Cosa le rimproverano? Di non essere riuscita a costruire un “progetto politico” sulle sue spinte emozionali, ma ancor di più il coraggio di dire oggi: «Scusatemi, ho sbagliato». Del resto il suo libro esordisce in questo modo: “Di politica non capivo quasi nulla. Il mio era il frutto di un impulso, quella rabbia che mi rimbombava dentro per tutto ciò che sentivo ingiusto. Alle assemblee rubavo con gli occhi e con le orecchie. Cielo quante parole difficili, concetti aggrovigliati…. mi chiedevo: perché non parlano in maniera più comprensibile, non tutti hanno studiato tanto».

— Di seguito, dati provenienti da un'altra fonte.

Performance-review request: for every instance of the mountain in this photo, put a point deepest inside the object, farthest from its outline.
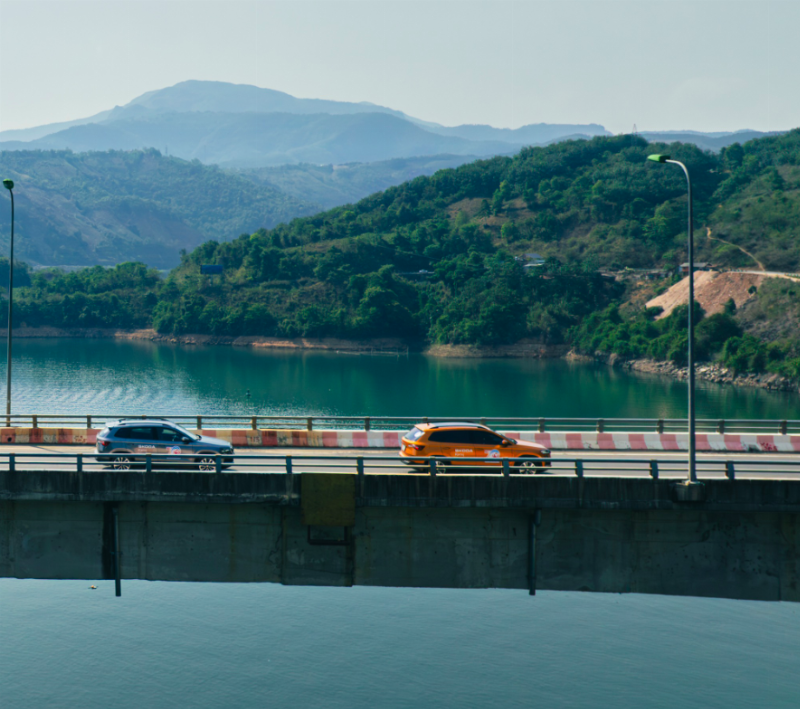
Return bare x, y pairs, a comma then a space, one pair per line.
247, 126
90, 208
706, 141
334, 185
447, 259
260, 139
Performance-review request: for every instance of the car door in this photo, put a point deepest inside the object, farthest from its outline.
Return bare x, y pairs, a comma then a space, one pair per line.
454, 443
170, 441
486, 443
139, 439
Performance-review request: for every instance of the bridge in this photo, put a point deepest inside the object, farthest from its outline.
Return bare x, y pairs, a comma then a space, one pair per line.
603, 522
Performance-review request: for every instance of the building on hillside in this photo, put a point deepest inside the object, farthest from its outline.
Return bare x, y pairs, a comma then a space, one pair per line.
683, 269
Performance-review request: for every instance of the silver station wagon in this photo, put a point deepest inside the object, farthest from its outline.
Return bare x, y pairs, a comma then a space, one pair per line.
128, 439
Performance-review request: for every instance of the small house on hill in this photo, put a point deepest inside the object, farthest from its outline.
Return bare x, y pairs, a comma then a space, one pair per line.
698, 266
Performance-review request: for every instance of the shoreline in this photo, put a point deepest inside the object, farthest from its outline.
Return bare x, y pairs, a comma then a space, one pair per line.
706, 371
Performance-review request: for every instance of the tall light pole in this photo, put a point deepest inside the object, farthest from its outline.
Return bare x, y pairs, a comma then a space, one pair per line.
692, 456
9, 185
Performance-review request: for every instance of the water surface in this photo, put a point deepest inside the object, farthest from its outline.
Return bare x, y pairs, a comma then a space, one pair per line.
171, 645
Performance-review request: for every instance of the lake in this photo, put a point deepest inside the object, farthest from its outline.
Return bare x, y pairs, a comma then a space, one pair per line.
165, 645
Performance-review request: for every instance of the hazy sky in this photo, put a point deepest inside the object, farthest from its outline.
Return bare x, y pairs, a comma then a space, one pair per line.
703, 65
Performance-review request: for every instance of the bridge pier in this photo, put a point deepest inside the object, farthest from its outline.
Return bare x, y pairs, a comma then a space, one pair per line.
604, 535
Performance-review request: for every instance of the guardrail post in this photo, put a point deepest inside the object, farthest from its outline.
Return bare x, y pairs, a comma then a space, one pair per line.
117, 561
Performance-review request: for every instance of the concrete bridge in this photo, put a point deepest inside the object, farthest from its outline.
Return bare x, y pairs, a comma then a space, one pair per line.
726, 538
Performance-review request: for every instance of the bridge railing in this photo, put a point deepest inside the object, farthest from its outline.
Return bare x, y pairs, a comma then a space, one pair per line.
674, 467
388, 423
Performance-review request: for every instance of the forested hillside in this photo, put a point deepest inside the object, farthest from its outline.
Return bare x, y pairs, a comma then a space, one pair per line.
441, 259
89, 208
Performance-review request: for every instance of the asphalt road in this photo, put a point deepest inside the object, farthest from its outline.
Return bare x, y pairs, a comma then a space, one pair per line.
377, 461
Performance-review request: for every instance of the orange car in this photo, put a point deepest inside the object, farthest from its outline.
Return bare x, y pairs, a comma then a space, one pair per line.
468, 441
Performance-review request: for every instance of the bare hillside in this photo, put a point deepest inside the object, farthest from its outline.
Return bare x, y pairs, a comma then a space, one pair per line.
711, 289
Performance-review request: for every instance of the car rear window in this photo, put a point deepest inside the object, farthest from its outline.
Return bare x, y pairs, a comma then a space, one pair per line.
452, 436
486, 438
136, 433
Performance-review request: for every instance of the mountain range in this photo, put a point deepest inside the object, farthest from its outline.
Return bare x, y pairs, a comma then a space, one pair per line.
246, 126
161, 189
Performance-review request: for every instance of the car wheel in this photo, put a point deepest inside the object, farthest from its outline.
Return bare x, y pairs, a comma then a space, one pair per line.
207, 464
442, 467
528, 465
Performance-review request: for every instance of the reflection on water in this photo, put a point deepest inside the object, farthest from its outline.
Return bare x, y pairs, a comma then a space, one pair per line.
170, 645
114, 377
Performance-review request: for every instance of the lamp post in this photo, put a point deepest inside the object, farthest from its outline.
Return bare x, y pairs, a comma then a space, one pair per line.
692, 456
9, 185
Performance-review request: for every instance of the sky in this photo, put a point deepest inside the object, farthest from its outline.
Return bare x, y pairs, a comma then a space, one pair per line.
706, 65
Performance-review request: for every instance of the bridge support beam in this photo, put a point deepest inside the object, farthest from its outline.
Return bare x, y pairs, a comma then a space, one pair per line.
676, 552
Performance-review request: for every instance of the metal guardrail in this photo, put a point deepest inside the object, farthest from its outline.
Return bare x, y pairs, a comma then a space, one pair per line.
386, 423
654, 468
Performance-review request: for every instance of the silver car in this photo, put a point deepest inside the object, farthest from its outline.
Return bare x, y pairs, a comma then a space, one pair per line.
128, 439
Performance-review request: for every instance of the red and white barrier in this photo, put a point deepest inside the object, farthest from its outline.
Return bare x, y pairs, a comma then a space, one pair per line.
275, 438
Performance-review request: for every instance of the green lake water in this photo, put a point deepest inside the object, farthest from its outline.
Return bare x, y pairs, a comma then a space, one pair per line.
172, 645
108, 377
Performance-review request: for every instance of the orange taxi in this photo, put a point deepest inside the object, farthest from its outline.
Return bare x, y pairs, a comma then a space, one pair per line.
468, 441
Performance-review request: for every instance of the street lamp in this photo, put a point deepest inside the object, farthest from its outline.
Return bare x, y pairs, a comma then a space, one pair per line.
9, 185
692, 462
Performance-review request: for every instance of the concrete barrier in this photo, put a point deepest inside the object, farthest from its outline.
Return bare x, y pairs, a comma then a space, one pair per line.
560, 440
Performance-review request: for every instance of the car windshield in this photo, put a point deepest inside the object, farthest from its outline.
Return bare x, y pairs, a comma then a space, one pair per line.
186, 433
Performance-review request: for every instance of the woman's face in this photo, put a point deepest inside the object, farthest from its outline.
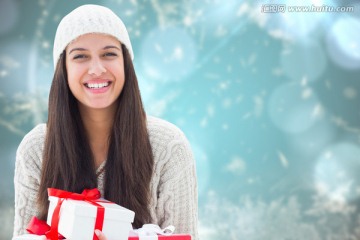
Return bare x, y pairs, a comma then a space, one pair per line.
95, 70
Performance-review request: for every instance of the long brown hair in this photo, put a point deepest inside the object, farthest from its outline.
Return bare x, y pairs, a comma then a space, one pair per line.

Finita in carcere la prima volta nel ’77, durante una manifestazione, ne uscì 11 mesi dopo. Nelle Br entrò nell’ottobre 78: un anno di clandestinità, dubbi, infelicità e ripensamenti, il successivo arresto vissuto quasi come una liberazione.
Nella lotta armata è finita per amore, innamorata di Alessio Casimirri, che in via Fani andò in compagnia di un’altra, lei era in carcere. Ora è in Sud America, ben protetto, tante chiacchiere sul suo conto. Mara non vuole parlarne: «Di Moro non so nulla, allora ci credevo e basta». Atteggiamento prepolitico, direbbero i critici severi. Delle sofferenze successive, della solitudine, delle violenze fatte e subite, soprattutto in carcere (“una struttura pensata per gli uomini, inadatta al corpo di una donna”) se ne consiglia la lettura nelle scuole.